The quake struck shortly after midnight local time (2130 GMT), with its epicenter located just four kilometers off the coastal resort town of Nea Styra, on the southwestern edge of Evia (Euboea), Greece’s second-largest island.
The National Observatory of Athens initially registered the tremor at magnitude 5.3 before revising it to 5.4.
Residents described the quake as strong and unsettling. “It was very intense,” said Stergios Tsirkas, mayor of the nearby city of Marathon, speaking on state broadcaster ERT.
Greece, one of Europe’s most seismically active regions, frequently experiences tremors due to its position on multiple geological fault lines in the southeastern Mediterranean.

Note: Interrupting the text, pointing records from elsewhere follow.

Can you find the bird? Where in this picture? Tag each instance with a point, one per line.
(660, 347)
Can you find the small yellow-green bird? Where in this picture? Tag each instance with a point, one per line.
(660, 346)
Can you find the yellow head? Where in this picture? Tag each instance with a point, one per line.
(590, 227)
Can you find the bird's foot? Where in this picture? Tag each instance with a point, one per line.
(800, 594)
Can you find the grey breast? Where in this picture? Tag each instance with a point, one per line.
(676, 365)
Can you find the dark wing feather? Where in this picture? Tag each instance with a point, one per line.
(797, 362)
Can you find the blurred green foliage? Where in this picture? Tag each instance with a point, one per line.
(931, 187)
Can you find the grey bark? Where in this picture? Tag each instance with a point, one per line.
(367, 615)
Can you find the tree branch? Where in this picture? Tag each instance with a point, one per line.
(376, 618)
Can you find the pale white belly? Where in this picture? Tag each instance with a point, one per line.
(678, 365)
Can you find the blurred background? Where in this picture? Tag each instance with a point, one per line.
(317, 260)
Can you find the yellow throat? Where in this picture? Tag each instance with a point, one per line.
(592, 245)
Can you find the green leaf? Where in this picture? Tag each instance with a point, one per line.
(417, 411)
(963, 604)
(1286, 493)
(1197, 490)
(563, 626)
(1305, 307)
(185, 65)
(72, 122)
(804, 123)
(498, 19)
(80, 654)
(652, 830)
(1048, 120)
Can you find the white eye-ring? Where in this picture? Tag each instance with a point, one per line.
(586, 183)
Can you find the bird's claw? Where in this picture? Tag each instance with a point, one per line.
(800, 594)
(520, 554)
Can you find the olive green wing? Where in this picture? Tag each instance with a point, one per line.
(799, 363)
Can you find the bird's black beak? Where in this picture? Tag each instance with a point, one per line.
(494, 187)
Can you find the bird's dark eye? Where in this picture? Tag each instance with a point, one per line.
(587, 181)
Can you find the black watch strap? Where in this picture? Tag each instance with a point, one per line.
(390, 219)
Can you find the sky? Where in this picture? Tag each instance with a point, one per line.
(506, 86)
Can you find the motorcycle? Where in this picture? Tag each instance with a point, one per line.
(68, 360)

This latest jolt follows a series of recent quakes. In May, a magnitude 6.1 earthquake struck off the island of Crete, shaking buildings as far away as Egypt.
Earlier this year, Santorini—a major tourist destination—endured weeks of exceptional seismic activity, forcing thousands of residents to temporarily evacuate.
The country’s last deadly quake occurred in October 2020 on the island of Samos. That 7.0-magnitude event killed two people in Greece and more than 100 in the Turkish city of Izmir, underscoring the region’s vulnerability to destructive seismic events.